E assim muita gente nem sequer percebe que a desigualdade de gênero prejudica toda a sociedade: sub-representação na política e nos espaços de poder, salários desiguais, desperdício de talentos, perpetuação de ciclos de violência que tanto cria problemas sociais e de saúde mental na sociedade.
O custo é elevado para todos. Enquanto metade da população não puder exercer suas potencialidades, seus direitos, o desenvolvimento do país estará prejudicado. Segundo o Fórum Econômico Mundial, diminuir as desigualdades de gênero pode aumentar significativamente o crescimento econômico geral (os dados estão no Global Gender Gap Report).
A violência de gênero, por sua vez, talvez configure um dos principais desafios da sociedade moderna no Brasil.
Não passa dia sem que tenhamos conhecimento de casos graves: agressões, abusos, estupros, assassinatos. Vidas destruídas, famílias dilaceradas.
Para reverter esse quadro – para que mulheres deixem de ser agredidas ou mortas pelo simples fato de serem mulheres – é preciso mais do que a indignação que se espalha no calor do noticiário. É preciso método. Nenhuma política pública tem sucesso sem que seja construída com objetivo claro, implementada com eficiência e medida com pragmatismo. Eficiência é fundamental.
Felizmente, no Paraná temos avanços concretos para reconhecer e nos inspirar a continuar evoluindo. O número de feminicídios no Estado caiu 15% no ano passado (de 93 para 79), resultado que pode ser atribuído a vários projetos e programas. Um grande passo foi dado em 2023, com a criação da Secretaria da Mulher, Pessoa Idosa e Igualdade Racial (Semipi), que desde então vem promovendo a mobilização dos poderes públicos municipais em prol do desenvolvimento de ações de promoção das mulheres, num trabalho crescente de conscientização e busca de direitos, além da necessária estruturação de serviços.

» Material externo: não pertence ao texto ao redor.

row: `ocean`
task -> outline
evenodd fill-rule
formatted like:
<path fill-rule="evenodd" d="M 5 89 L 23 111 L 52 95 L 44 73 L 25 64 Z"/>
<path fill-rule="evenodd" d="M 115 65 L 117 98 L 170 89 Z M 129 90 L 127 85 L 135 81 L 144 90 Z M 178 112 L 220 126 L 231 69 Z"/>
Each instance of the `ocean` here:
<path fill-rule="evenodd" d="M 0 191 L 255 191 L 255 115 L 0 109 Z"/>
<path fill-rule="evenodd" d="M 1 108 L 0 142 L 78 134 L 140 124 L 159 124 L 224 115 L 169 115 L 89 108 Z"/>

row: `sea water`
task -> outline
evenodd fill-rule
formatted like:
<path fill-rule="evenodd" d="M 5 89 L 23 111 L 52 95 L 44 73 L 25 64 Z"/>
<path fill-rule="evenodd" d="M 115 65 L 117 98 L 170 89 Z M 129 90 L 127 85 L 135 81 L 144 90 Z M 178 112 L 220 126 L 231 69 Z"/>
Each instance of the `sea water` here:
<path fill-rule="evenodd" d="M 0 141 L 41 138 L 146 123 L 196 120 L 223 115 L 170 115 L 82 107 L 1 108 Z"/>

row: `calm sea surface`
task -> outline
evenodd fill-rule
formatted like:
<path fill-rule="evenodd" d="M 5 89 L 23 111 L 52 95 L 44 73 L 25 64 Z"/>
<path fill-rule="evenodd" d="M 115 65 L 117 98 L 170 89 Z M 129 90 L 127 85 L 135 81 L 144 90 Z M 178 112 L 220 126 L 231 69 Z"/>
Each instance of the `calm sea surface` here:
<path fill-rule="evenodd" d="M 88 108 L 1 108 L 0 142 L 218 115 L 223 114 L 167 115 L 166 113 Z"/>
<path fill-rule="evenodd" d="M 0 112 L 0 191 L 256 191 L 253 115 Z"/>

Em outra frente, que teve a participação ativa das deputadas estaduais, o combate a violência foi feito em várias ações, como a criação da câmara especializada em violência doméstica e familiar contra mulheres, a fim de agilizar ações e punição aos agressores. Outra medida importante no âmbito do Governo do Estado foi o programa Mulher Segura, que atua com proteção, mitigação de riscos e visitas presenciais das patrulhas.

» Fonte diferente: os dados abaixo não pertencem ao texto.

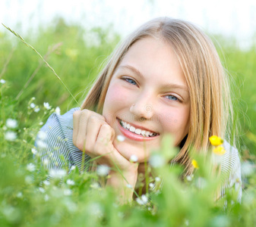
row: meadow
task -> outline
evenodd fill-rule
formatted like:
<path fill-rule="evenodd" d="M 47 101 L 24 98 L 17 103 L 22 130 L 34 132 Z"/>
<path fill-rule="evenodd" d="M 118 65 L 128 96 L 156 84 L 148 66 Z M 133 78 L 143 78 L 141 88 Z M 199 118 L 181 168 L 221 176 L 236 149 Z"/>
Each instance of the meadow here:
<path fill-rule="evenodd" d="M 121 36 L 112 27 L 87 30 L 59 19 L 24 38 L 54 68 L 81 104 Z M 21 34 L 22 35 L 22 34 Z M 147 179 L 147 194 L 119 204 L 111 188 L 99 187 L 96 173 L 49 173 L 40 161 L 35 137 L 49 116 L 77 103 L 38 54 L 4 26 L 0 29 L 1 226 L 253 226 L 256 222 L 256 42 L 241 49 L 234 39 L 214 38 L 230 75 L 237 139 L 242 160 L 243 197 L 234 188 L 215 201 L 220 179 L 202 157 L 200 168 L 181 182 L 179 166 L 165 160 L 176 151 L 163 142 L 162 164 Z M 149 169 L 150 171 L 150 169 Z M 141 176 L 142 177 L 142 176 Z M 163 186 L 161 180 L 164 179 Z M 204 187 L 198 182 L 204 182 Z"/>

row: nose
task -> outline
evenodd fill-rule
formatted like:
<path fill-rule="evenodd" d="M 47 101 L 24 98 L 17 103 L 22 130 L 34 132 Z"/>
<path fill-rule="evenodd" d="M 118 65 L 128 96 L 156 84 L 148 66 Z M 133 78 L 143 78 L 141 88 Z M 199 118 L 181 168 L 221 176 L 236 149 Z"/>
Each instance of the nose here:
<path fill-rule="evenodd" d="M 130 111 L 139 120 L 149 120 L 153 116 L 153 102 L 150 95 L 141 95 L 131 106 Z"/>

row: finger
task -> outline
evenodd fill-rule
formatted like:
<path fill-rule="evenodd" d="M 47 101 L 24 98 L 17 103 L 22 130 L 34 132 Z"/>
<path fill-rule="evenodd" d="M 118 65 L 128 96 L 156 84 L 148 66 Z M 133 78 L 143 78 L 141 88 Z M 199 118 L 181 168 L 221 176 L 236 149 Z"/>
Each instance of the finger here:
<path fill-rule="evenodd" d="M 73 143 L 74 145 L 77 142 L 77 137 L 79 129 L 79 119 L 80 119 L 81 110 L 76 110 L 73 113 Z"/>
<path fill-rule="evenodd" d="M 88 118 L 90 115 L 90 111 L 87 110 L 83 110 L 80 113 L 79 120 L 78 120 L 78 133 L 76 138 L 76 146 L 79 150 L 84 151 L 85 142 L 86 142 L 86 134 Z"/>
<path fill-rule="evenodd" d="M 96 141 L 102 125 L 107 124 L 102 118 L 96 115 L 90 116 L 87 121 L 87 128 L 86 132 L 86 146 L 87 151 L 93 151 L 94 145 Z"/>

Graças aos investimentos estaduais, há hoje 215 municípios com Conselhos Municipais dos Direitos das Mulheres e 195 com Organismos de Políticas para Mulheres. São iniciativas que não podem acabar em si mesmas, mas permitir que as demandas e as soluções sejam canalizadas e efetivadas.

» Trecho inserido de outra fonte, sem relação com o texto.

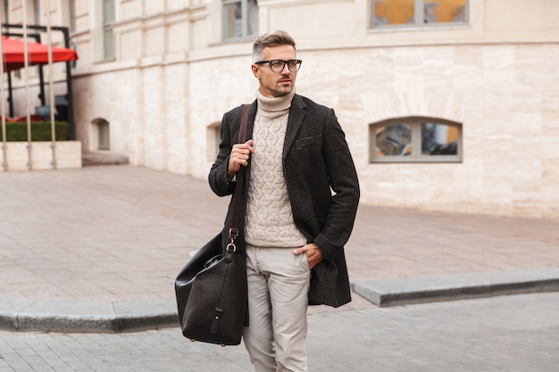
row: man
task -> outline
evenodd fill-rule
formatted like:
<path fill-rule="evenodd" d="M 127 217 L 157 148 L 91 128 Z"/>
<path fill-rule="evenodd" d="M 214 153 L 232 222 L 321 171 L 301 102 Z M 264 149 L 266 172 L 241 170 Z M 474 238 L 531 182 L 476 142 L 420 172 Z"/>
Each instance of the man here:
<path fill-rule="evenodd" d="M 249 139 L 236 144 L 241 108 L 227 112 L 209 182 L 216 194 L 231 194 L 246 167 L 236 242 L 246 260 L 244 340 L 254 369 L 307 371 L 307 306 L 351 301 L 343 246 L 359 184 L 333 110 L 295 93 L 301 61 L 293 38 L 285 31 L 258 37 L 253 60 L 260 87 Z M 226 226 L 230 214 L 229 207 Z"/>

As ações de combate, prevenção e proteção, enfim, se desenvolvem, as denúncias crescem, o tema ganha destaque e vai sendo paulatinamente mais conhecido e discutido por todos.
É importante lembrar, no entanto, que avanço pede mais avanço – principalmente no caso do combate à violência, que não pode mais ser tolerada. Nós, como sociedade, não podemos mais permitir que a covardia se perpetue.
Se queremos uma sociedade mais justa, segura, produtiva e democrática – e queremos! – precisamos promover mais equidade para as mulheres.
Que o Dia da Mulher nos ajude a trilhar esse caminho e que os resultados sejam cada vez mais dignos dos nossos direitos.
Minha esperança e meu trabalho são para que as meninas, as jovens, todas as mulheres, de todas as etnias, de todos os rincões do país possam andar sem medo de serem agredidas ou violentadas, que possam falar sem medo de serem tolhidas, possam desenvolver seus talentos e sonhos sem serem impedidas.
Viva as mulheres!
*Márcia Huçulak é deputada estadual (PSD-PR) e ex-secretária de Saúde de Curitiba, onde liderou o combate à pandemia de covid-19. Tem mestrado em Planejamento de Saúde pela Universidade de Londres e especialização em Saúde Pública pela Fiocruz.